On his first trip in March 2015, which included representatives from 100 different companies, Keesling said he learned more about what Cuba needs. For instance, the country can’t raise much wheat or soybeans effectively.

Keesling said there are seven flour mills in Cuba. Six are owned by the government and the other is a joint venture between Cuba and a Mexican company.

Cuba has been trading with countries in the European Union and Canada, Keesling said. The embargo has been in place since 1960.

According to Kansas Wheat, Cuba is the largest wheat market in the Caribbean, but U.S. exports have dried up completely since 2011.

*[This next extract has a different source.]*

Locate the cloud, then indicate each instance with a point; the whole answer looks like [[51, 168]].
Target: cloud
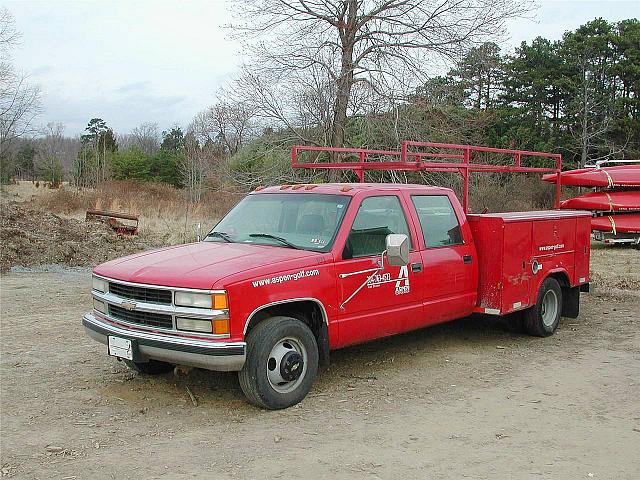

“From a logistics standpoint, we are the closest and the cheapest market,” Keesling said.

But the embargo makes trade difficult. A few years ago, Obama tweaked the law, which previously made payment on exports due before the ship was even loaded. The law now requires that exporters receive cash before they are allowed to unload in a Cuban port.

Other countries, however, work with Cuba on financing, some even not requiring payment until the products are purchased by consumers.

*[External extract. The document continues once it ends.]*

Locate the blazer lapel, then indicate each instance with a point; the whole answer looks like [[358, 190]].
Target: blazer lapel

But maybe that is ending. This isn’t the same Cuba of 10 or 20 years ago, Keesling said.

While he and Obama were in the country, he saw American and Cuban flags flying over houses. There was even a release of a thousand doves at the start of a baseball game between the Tampa Bay Devil Rays and the Cuban National Team that both Obama and Keesling attended.

At the game, Obama shook every player’s hand, Keesling said.

He said he gets asked a lot about the human rights of Cubans. Keesling says from what he sees first hand, there is improvement.

“I’ve been multiple times now in the last year, and when I look back from now to when I first went, things have improved a lot for the Cuban people, and I see more and more improvement every day,” he said. “A lot of that has to do with the entrepreneurship I see of the Cuban people - wanting to go out and do more - and some of that is the government is allowing them to do more.

“What I saw was a government trying to figure out a way to bring in foreign money in an effort to better their people. As an American, that is what I want to hear.”

Keesling said there needs to be encouragement of congressional leaders to vote to open up or to end the embargo.

“A lot of this is education on a perception, because many of us have perceptions on issues,” he said. “And until we can physically be the one to go and experience it with our own eyes, we all have a perception of things. And sometimes your perceptions are wrong. My perception of Cuba was a lot different before I went to what it is today.”